Nous parcourons encore une centaine de mètres. Nous voilà la hauteur de la 47e rue. Bérurier est exténué.

— Je fais cadeau de cette valoche au premier venu, je vous avertis, fulmine-t-il en essuyant les ruisselets de sueur qui ennoblissent son beau visage d’intellectuel fatigué.

— Un coup de courage, Gros, on va arriver.

— Où ?

— Dans un endroit propice…

Je lui prends le bras.

— Tiens, le voilà !

A droite, je vois l’immeuble imposant de la gare routière des Greyhounds. De magnifiques cars bleus arrivent ou repartent. Une population nombreuse s’y presse.

— Tu sais ce qu’on va faire ?

— Vas-y !

— Mettre la valoche à la consigne. Y a des casiers fermés qu’on peut louer moyennant vingt-cinq cents, c’est l’idéal…

Nous parvenons dans le hall bruyant. J’avise, à gauche, des coffres blindés. Je glisse une pièce d’argent dans la fente indiquée et une clé me tombe devant le nez. J’ouvre le coffre, j’y fourre la sacrée valise et je referme.

— Bon, nous voilà débarrassés. On va pouvoir aviser…

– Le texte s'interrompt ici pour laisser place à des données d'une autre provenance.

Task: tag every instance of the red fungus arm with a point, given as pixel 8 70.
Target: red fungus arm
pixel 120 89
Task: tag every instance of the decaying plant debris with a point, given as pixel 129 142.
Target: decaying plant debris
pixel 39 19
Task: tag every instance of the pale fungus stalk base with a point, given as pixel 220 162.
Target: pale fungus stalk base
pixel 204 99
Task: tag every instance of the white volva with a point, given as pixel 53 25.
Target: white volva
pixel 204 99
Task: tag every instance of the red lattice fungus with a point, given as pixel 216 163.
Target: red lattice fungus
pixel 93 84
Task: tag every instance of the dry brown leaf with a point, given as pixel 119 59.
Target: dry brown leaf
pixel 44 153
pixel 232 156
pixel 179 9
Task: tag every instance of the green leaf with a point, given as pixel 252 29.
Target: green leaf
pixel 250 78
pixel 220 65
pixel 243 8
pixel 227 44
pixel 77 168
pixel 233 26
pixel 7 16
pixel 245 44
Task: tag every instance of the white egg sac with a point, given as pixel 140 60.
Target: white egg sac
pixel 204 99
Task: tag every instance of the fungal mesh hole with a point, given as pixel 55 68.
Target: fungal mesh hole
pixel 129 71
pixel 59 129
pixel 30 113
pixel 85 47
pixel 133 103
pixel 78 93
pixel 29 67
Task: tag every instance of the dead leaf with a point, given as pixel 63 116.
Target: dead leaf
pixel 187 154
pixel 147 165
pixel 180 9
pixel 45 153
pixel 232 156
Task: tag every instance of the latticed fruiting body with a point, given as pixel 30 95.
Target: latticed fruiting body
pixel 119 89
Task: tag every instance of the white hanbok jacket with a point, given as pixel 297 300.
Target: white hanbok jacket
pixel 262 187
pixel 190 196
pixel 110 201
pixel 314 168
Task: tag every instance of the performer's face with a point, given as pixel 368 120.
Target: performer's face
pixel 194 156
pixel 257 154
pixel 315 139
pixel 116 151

En sortant, je bigle la file de taxis en attente. Je fais signe à l’un d’eux, mais le chauffeur me dit qu’il faut se mettre en queue des gens qui attendent. Ceux-ci étant fort nombreux, je n’ai pas la patience d’obtempérer.

— On va filer à pince, dis-je à mes assistants.

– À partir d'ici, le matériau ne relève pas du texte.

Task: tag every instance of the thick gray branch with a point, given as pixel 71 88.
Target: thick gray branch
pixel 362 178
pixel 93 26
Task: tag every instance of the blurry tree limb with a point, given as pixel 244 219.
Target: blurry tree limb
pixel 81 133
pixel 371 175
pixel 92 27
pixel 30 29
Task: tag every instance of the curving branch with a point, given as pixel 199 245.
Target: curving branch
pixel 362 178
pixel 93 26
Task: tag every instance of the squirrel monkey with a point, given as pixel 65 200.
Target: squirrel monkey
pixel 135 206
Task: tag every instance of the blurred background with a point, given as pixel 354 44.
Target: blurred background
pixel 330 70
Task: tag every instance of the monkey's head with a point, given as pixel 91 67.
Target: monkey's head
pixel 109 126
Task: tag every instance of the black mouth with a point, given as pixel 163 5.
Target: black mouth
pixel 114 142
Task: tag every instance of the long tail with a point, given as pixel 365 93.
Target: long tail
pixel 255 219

Mais un bahut stoppé tout en bout de file déboîte et s’avance d’une allure de maraude vers nous.

Le chauffeur est un petit vieux à lunettes cerclées d’or au naze en bec de rapace.

— Où voulez-vous aller ? me demande-t-il.

— Nous cherchons un hôtel confortable.

— Près de Central Park, O.K. ?

— Si vous voulez…

Inutile de vous dire que ces échanges de vues se sont effectués dans un anglais petit nègre.

Nous grimpons et nous nous répandons sur le siège arrière. Pinaud regarde la licence du chauffeur fixée au dossier de la première banquette, ainsi qu’il est d’usage en Amérique.

On y voit la bouille du gnace et son nom s’y étale en gros caractères : Isaac Rosenthal.

— Tiens ! un Breton ! fait Bérurier, lequel a la plaisanterie plutôt conventionnelle, vous le savez.

L’Isaac nous entraîne dans une démaranche record. On est littéralement cloué au dossier de notre siège.

— Il va nous tuer, soupire Pinaud.

CHAPITRE SIX

… CE QUE VOUS ALLEZ VOIR !

Nous avons sous les carreaux un nouvel aspect de la ville tentaculaire. Des gratte-ciel neufs alternent avec des immeubles de briques sales aux échelles d’incendie caractéristiques. Il y a de grands magasins aux étalages magnifiques, et des boutiques ignobles. Entre autres celle d’un naturaliste, près d’un feu rouge, que nous avons le temps de contempler au passage. En vitrine, il y a un mouton, un renard et un loulou de Poméranie empaillés.

— C’est ici qu’on aurait dû apporter notre brave toutou, fait Béru.

Le chauffeur reprend sa course.

Cela dure un petit quart d’heure et je commence à me faire vieux.